We already knew that despite the proven success and huge popularity of the public operation of the East Coast mail line, the operation is to be handed back to the private sector. We knew also that regardless of public opposition, Royal Mail has been sold at a give-away price. Now we know that in fact there are to be more bargain basement sales of public assets despite more than two thirds of the population wanting to see (re)nationalisation of railway operators and power suppliers, not to mention the water industry.
The privatisation policy has failed and will continue to fail because you cannot ‘regulate’ privateers. In fact the opposite of regulation is the case. In a modern version of the days of the Spanish Main, successful privateers receive honours and safe havens now mean tax havens.
Not even a mixed industry is acceptable to this government. It is sometimes asserted by vested interests and their allies in parliament that competition from a state owned enterprise, or one that was operated by what remains of Local Government, would be unfair to the rest. But as the continued ruthless exploitation of consumers demonstrates, an effect on the rest is precisely what is needed.
The banks - the financial barrow boys who plundered the public, misled the country and dragged down the economy and who have since had exposed one shameful practice after another - are not alone. This so-called ‘industry’ is just one example of the unprincipled way in which numerous private sector outfits now operate. Effective action – not simply cosmetic – needs to be taken if the interests of ordinary people are to be brought back into the picture. Promises, half-baked gestures and procrastination by government until anger over the latest private sector failure or outrage subsides simply will not do.
‘Competition’ has come to mean competition for the extraction of huge profits by whatever means. These include orchestrated and unjustified price hikes, misusing the loyalty of long-standing customers, overcharging gullible governments and the use of complex charging schemes designed to confuse and exploit the public. Trumpeted ‘free market’ activity has become freebooting and corsair cartels have replaced public service.
Ministers in this rightist, ideologically driven government, not wanting to upset their important political donors, do as little as they think they can get away with (and then complain about ‘apathy’ and low turnouts in elections). Unmitigated ‘competition’, meaning little more these days than an economic free-for-all with endless degradation of working conditions, is well past its sell-by date.

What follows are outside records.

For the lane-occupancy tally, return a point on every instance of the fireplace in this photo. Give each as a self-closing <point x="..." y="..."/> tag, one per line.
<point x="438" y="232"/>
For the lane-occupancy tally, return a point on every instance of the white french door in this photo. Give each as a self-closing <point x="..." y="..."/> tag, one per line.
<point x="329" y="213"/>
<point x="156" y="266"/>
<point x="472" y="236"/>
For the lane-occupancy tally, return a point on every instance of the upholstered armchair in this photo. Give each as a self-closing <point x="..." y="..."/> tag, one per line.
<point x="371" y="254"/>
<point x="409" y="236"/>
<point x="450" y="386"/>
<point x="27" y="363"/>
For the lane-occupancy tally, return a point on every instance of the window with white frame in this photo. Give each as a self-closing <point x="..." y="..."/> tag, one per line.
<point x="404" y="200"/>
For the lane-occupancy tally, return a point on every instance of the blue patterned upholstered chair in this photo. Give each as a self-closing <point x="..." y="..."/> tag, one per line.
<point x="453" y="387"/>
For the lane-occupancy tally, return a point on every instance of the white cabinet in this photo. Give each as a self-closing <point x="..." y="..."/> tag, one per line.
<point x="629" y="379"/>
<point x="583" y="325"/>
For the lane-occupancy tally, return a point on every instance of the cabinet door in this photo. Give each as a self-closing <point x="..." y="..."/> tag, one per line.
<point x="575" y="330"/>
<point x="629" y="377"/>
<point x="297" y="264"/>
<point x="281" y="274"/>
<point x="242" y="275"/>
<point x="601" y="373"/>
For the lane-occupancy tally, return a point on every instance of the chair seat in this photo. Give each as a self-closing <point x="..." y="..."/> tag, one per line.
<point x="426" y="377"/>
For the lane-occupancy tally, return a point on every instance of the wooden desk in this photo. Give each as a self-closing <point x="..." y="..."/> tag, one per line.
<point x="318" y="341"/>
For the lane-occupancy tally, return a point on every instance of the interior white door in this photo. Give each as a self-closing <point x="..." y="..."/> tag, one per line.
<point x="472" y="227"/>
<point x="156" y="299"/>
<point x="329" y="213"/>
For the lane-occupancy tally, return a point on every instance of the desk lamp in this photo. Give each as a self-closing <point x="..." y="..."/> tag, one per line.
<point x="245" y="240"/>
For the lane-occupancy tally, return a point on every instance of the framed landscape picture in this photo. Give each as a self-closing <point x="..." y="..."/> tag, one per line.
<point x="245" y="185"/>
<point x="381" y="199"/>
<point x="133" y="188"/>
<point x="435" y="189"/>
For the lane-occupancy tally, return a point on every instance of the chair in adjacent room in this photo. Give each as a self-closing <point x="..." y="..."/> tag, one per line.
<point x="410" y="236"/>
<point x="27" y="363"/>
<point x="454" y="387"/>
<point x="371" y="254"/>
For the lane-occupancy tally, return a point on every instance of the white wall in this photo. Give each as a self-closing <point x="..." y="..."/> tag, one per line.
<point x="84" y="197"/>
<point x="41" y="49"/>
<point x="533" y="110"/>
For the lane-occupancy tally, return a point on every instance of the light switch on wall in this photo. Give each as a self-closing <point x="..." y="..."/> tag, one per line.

Regulation by placemen and erstwhile associates always fails. But short of nationalisation there may be a way of making banks, fuel, power, water and other industries heed the public interest and behave with a measure of integrity and respect for the population. If each of these sectors had a publicly owned firm within it acting as an exemplar, treating people in a decent, honest and straightforward fashion rather than merely as profit fodder this would introduce a form of competition that could prove to be of some value to society as a whole. It would offer reassurance, security and fairness to ordinary people, presently suffering relentless abuse by commercial predators.
We are seeing some small and tentative steps in terms of municipal power generation and purchasing and I hope that this will not be prevented from gathering pace. And there are plenty of other opportunities such as the recreation of Municipal Banks – in so far as the Government would still allow fully-fledged Municipal Banks to operate in a meaningful way.
Once the success of these developments was demonstrated, we could then move on to other areas at a national level starting with the railways. In such ways buccaneer businesses would have to earn their booty and there could be a gradual move to substantial direct public sector involvement rather than nationalisation at a stroke and an end to the predations of the privateer sector.